Loc. Calzaiolo, Via del Masso 14, 50026 San Casciano in Val di Pesa FI, Italy
One of the most memorable (and unusual) ways to see Chianti is from the basket of a hot-air balloon. To catch the best weather conditions, flights take off just after dawn and last from 45 to 90 minutes, during which you will glide silently over hilltop villages, castles, and vineyards set in incomparable scenery with 360-degree views that extend for many miles on a clear day. Flights finish with a typical Tuscan breakfast of bread and olive oil, cheeses from the farm, and cold cuts, accompanied by prosecco.
Greve in Chianti, Metropolitan City of Florence, Italy
If you find yourself on a road trip from Florence into the Tuscan countryside, take the Chianti road and stop for lunch or a stroll in Greve in Chianti. The town square often hosts a market—we were there on the flower market day—and houses a Museo de Vino. Many open-air restaurants line the square for a long Italian lunch of antipasto, primi platti, secondi platti, and dolce. Make sure your carafe is full at each course of the vino de la casa for your first taste of chianti in the countryside.

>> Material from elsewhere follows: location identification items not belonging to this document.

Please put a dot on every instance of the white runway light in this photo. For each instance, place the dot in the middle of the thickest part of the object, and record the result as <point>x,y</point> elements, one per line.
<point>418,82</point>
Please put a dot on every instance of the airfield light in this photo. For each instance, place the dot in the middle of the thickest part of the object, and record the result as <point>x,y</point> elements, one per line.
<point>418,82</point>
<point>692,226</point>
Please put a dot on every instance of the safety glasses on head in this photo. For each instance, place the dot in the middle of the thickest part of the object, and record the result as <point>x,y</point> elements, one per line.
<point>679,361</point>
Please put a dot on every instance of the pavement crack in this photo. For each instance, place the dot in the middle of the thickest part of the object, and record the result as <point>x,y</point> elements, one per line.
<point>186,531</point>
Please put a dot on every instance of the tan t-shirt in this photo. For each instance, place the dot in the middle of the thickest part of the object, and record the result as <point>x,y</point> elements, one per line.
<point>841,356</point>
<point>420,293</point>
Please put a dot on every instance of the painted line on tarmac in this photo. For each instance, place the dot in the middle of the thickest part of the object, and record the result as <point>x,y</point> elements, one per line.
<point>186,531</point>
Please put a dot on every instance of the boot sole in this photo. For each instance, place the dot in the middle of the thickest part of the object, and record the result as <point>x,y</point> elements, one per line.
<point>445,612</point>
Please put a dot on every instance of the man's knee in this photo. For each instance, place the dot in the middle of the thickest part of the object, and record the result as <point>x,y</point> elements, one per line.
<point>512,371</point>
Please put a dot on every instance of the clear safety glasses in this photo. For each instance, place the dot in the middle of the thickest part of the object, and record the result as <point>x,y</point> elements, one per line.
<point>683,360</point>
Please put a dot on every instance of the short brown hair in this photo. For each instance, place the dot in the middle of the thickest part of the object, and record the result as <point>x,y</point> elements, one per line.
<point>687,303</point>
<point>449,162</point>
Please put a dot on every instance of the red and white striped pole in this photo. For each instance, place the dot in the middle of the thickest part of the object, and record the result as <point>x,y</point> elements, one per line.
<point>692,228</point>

Via XX Luglio, 11, 50022 Panzano In Chianti FI, Italy
Dario Cecchini is the most famous butcher in Italy and is probably the only one who recites Dante while carving up his carcasses. His small shop on the outskirts of the medieval village of Panzano is a Mecca for carnivores seeking quality meat (plus curious tourists), and he also has a restaurant—Solociccia—where you can sample some of the best bistecca in the region. If you visit his Antica Maccelleria Cecchini on a Sunday morning, when he works to a background track of jazz and opera, you’ll be offered a glass of wine, a hunk of pecorino cheese, and a nibble of some of his meaty products (like the fennel-flavoured salami called ‘finocchiona’) to ease the waiting time.
6 Via Volterrana Nord
If you are based in Florence and want to escape the city for a day of wine tasting and good food, Castello di Sonnino, home of the aristocratic Barone de Renzis Sonnino family, is only a twenty-minute drive away, and you can get there on the public bus. The oldest part of this fairytale castle and its rambling outbuildings dates from the 1200s, but it has been added to over the centuries. Part of the Chianti-Montespertoli DOCG, 48 hectares are planted with vines and the wines have won many awards including a gold medal from Decanter magazine for the 2015 Vin Santo. A visit here can include a tour of the cellars, a tasting of the superb wines and lunch in the restaurant: you may even meet Caterina, the present Baroness. And if was you are too tired to make the journey back to Florence, there are several apartments for rent on the property.